Самые элементарные двигательные акты также существенно модифицируются под влиянием той социально-культурной среды, в которой находится человек. Об этом свидетельствуют выделенные Н. А. Бернштейном типы движений:
– палеокинетические движения – древние движения, с которыми рождается на свет человек (кистевой захват руки новорожденного, движения мышц рта, необходимые для питания и т. д.);
– движения, дающие информацию о положениях и движениях собственного тела; движения этого типа формируют выразительную мимику, пантомимику, пластику, то есть совокупность непосредственно эмоциональных (но не символических) движений лица, рук, всего тела;
– предметное действие переводит движение в смысловые акты, то есть это уже не столько движения, сколько элементарные поступки, определенные смыслом поставленной задачи;
– движения, имеющие символическое значение; это все разновидности речи и письма, музыкальное, театральное, хореографическое исполнительство, движения, изображающие предметные действия при отсутствии реальных предметов и т. п. [Бернштейн, 1990, с. 61–75].

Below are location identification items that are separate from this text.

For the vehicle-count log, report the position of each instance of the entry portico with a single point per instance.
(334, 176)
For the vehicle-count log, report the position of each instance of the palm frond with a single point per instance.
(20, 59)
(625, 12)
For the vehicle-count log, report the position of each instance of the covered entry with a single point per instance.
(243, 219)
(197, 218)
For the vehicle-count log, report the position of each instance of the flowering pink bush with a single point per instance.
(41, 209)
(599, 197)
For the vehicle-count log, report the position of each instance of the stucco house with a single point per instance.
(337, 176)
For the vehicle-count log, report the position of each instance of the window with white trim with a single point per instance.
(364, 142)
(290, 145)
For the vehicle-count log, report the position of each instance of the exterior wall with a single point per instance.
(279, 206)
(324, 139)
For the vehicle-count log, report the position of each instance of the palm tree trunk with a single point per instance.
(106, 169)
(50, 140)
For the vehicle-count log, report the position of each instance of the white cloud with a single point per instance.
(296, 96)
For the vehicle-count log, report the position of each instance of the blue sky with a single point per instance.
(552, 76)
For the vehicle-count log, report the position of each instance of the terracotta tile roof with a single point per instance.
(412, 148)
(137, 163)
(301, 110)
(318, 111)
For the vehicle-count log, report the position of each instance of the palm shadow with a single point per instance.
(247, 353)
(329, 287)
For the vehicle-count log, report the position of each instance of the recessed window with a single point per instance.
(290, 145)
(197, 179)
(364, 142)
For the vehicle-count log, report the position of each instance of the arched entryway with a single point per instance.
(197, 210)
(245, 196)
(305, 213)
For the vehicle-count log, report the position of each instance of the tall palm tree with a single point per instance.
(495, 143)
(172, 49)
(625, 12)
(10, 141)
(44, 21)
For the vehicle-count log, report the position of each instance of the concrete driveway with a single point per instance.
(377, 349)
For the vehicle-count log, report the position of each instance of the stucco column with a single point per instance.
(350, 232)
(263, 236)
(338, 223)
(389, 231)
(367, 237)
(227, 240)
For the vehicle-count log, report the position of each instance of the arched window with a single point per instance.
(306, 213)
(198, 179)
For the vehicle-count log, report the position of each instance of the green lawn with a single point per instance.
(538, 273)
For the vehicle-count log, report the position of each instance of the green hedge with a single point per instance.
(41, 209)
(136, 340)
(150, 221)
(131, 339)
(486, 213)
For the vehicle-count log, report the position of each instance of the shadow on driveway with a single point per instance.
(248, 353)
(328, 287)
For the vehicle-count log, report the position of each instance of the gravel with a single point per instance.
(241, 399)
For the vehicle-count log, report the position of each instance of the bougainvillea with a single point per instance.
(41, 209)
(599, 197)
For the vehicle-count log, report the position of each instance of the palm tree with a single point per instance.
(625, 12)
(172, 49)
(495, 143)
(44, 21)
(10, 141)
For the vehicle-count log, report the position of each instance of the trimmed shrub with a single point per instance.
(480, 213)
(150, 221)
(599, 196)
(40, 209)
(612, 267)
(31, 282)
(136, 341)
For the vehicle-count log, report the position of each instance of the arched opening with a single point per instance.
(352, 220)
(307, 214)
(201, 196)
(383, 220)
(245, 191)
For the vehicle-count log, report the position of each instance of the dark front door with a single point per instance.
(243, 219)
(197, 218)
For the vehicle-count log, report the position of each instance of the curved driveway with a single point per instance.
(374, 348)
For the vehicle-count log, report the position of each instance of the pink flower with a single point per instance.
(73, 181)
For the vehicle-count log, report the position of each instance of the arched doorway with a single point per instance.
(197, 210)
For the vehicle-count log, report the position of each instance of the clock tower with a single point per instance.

Люди разных культур, профессий и поколений по-разному воспринимают физическую сторону своего существа, разными способами контролируют и используют тело, по-разному обращаются с ним. Они даже ходят по-разному.
Г. Люшен, иллюстрируя это положение, указывает на то, что «даже такой элементарный вид моторной деятельности, как ходьба, есть нечто большее, чем простая совокупность органических процессов, происходящих в индивиде» и определяется культурной и социальной системами. Он ссылается на особенности походки израильтян йеменского происхождения. Так как в Йемене израильтяне находились на положении изгнанников, и каждый коренной житель мог безнаказанно их ударить, они передвигались быстро. В конце концов, такой тип передвижения стал составной частью их культуры. И хотя теперь в Израиле они живут в совершенно иной обстановке, у них сохранилась стремительная походка как составная часть их общей культуры [Люшен, 1979, с. 35–36].